At Los Osos High School, we read multiple books throughout our English classes, such as “Speak” by Laurie Halse Anderson, “To Kill A Mockingbird” by Harper Lee, and “Stamped: Racism, Anti Racism, and You” by Ibram X. Kendi and Jason Reynolds. Those books have been listed on banned books lists for several years now. 

Recently, Corey Johnson, an assemblyman for Moreno Valley, presented the Assembly Bill 1078 and it was passed on Thursday, September 7, 2023. The bill would no longer allow school boards to censor or ban books from their instructional materials and curriculums. 

In light of his bill, Johnson said, “We’re taking a firm stand against book banning in California’s schools, ensuring that our students have access to a broad range of educational materials that accurately represent the rich cultural and racial diversity of our society.”

Multiple districts in California have made attempts at banning books before the bill’s proposal. The Orange Unified School District had banned a digital reading app, Sora, earlier in the year, making it one of several schools that have banned access to entire libraries. 

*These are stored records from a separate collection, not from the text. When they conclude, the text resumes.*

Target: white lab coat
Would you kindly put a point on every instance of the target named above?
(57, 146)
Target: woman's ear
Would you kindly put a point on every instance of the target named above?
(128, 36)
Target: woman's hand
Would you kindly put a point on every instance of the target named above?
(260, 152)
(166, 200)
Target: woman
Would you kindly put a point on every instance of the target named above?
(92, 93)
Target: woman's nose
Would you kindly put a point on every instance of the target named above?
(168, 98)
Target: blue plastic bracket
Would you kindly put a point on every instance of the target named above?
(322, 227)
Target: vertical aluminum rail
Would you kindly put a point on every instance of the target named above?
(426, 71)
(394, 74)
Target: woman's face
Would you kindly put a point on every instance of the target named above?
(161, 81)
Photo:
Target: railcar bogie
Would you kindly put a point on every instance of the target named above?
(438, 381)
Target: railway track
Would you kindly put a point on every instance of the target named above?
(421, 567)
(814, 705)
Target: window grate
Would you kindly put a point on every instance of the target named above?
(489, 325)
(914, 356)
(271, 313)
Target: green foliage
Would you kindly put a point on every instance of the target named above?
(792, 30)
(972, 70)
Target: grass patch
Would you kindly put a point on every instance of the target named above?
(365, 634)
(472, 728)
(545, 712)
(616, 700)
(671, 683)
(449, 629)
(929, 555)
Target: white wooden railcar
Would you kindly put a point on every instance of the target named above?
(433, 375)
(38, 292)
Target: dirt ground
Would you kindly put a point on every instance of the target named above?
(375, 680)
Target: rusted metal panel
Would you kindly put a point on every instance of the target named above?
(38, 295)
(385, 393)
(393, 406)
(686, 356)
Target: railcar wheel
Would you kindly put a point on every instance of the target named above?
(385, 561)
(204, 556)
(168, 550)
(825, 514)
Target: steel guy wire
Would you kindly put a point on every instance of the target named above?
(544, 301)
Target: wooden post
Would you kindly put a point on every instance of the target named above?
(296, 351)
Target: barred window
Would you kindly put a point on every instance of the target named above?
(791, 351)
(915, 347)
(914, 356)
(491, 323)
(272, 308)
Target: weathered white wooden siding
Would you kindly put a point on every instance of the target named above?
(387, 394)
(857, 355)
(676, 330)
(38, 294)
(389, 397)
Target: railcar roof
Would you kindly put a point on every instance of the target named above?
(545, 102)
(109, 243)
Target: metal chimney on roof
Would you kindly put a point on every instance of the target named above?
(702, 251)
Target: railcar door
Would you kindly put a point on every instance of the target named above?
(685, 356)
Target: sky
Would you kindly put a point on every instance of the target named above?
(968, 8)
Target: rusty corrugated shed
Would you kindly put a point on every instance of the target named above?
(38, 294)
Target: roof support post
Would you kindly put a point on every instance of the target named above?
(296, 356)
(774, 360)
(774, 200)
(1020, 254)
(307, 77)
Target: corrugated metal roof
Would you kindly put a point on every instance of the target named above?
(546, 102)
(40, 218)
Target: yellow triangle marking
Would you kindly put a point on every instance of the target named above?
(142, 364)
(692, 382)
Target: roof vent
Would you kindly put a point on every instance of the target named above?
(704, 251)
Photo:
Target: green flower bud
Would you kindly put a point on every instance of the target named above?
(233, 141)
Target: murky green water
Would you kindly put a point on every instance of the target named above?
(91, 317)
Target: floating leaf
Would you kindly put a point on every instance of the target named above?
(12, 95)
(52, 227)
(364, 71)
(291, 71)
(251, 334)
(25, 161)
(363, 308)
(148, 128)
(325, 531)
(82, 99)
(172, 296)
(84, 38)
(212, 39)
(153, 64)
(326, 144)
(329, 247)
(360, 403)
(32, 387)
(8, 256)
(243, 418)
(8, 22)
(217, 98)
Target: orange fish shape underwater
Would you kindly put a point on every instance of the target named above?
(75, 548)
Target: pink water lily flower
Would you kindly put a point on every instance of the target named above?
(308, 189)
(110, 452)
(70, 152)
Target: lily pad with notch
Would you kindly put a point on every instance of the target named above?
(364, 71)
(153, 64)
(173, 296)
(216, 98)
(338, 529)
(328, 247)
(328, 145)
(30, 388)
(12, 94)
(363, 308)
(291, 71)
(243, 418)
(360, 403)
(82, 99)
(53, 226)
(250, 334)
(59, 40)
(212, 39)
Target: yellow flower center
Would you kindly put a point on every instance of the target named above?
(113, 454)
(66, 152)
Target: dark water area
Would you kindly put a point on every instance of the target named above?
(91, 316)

It is expected that California Governor Gavin Newsome is to approve the bill. His support against book bans has been prevalent throughout his term. 

Most recently, in July of 2023, the Temecula Valley School Board made an attempt to reject a new social studies textbook that had mentions of gay rights leader Harvey Milk, who was assassinated in 1978, despite it already having been approved by teachers and families. Newsome threatened to bill the district and the Temecula school board retreated and chose to adopt the book. 

As a response to the bill, Newsome said, “California is the true freedom state: a place where families — not political fanatics — have the freedom to decide what’s right for them. With the passage of this legislation that bans book bans and ensures all students have textbooks, our state’s Family Agenda is now even stronger. All students deserve the freedom to read and learn about the truth, the world, and themselves.”

AB1078 is reportedly not extended to public libraries, however is considered to be a step forward by many educators and librarians throughout the state. 

If Newsom were to pass the bill, it would officially make California the second state to place restrictions on banning books, right after the state of Illinois.